What are the positive and negative reasons to allow oneself a "cheat meal" every once and awhile?
I have been on a very strict low calorie, low fat and high protein diet for the last 2 an 1/2 months along with a strict cardio and weight training routine. I have not strayed but starting to feel the little temptations of a meal that reminds my taste buds the flavor of "being naughty ". The fear is that I have had very good success these last two months and I don't want to lost any hard work but at the same time that same fear makes me wonder if I should reflect on an other issue of being over obsessed with results and not learn proper "normal out of program" moderation etc. Any help would be much appreciated.
Hello Gustavo,
I always allow myself and my clients one cheat day per week (unless they are preparing for a BB/Figure contest). I have had feedback from my clients with their cheat day and it usually turns into a cheat meal…only one meal for the day and not the entire day.
We are only human and indulging in a food of our choice seems natural. I dont feel one can “blow” their eating program with one meal…rather a “blow” to their emotion/s of cheating.
Sincerely,
Michael
I believe that maintaining a healthy lifestyle allows for the occasional indulgence. If we completely deprive ourselves of everything that is “bad” for us all of the time, it can feel suffocating. Allowing yourself the occasional “fun” food can be a liberating way of rewarding yourself for your consistent efforts to maintain a healthful lifestyle.

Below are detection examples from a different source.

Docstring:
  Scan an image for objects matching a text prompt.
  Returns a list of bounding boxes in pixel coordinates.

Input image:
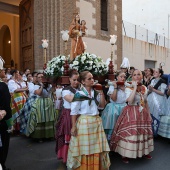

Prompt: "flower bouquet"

[70,53,108,76]
[44,55,66,78]
[70,53,108,83]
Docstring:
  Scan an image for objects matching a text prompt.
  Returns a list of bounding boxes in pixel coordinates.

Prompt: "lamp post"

[108,35,117,80]
[167,14,170,57]
[42,39,48,70]
[61,30,69,76]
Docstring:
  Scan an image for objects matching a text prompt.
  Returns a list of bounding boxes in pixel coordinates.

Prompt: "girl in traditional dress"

[67,71,110,170]
[26,73,56,142]
[56,70,79,163]
[110,70,154,163]
[19,72,39,135]
[148,68,167,136]
[158,88,170,138]
[101,71,126,141]
[8,70,28,131]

Of course, you must be careful to avoid going overboard and thus I think planning ahead is a great idea.
So long as you earn your indulgence and partake in it in moderation, I believe the positives outweigh the negatives.
A few years ago I went vegan because I was moving toward a healthy lifestyle, quitting smoking and beginning to exercise again. I was reading a lot about the benefits of a low calorie diet and I read about people who were able to live on fruit alone or vegetables only. At first it was very energizing and I got more from my workouts by eating mostly fruits and veggies. After a few months, however, my energy was starting to fade. My body fat got dangerously low and the body fat meter I was using was not accurate. Even though the scale said I was in the healthy range, I felt that more fat and calories in my diet would be beneficial to my workouts. It’s a good thing I did because when I bought a body fat caliper it showed me that I barely had enough fat to survive, let alone perform intense workouts most days of the week. Now I am working on gaining weight and continuing my regular workouts. Listen to your body and make sure it has a little bit of everything.
Cheat meals are typically an excuse to binge, plain and simple. There is no reason why discretionary allowance cannot be utilized to have some “fun foods” multiple times a week, whilst fulfilling caloric needs – not exceeding them. This by no means is “cheating”, but sticking to your diet in a manner that allows sanity to be maintained. This allows for cravings to be satiated, while only utilizing 10-20% of daily calories for “junk” or “fun food”. The average person could allow around 300-400 calories a day (a few days a week) to have a scoop or two of ice cream, a candy bar, or whatever suits you. The overall effect on body composition is negligible when utilizing a 10-20% discretionary intake (although at lower daily caloric reqs. the percentage must shrink in order to allot enough calories to whole/nutritious foods). The effect on overall health is too very negligible, considering these foods are on a very limited intake.
A planned adjustment of calories to stimulate metabolism is a whole other factor – however this should be filled with whole foods that are considered healthy and nutritious, rather than “junk”.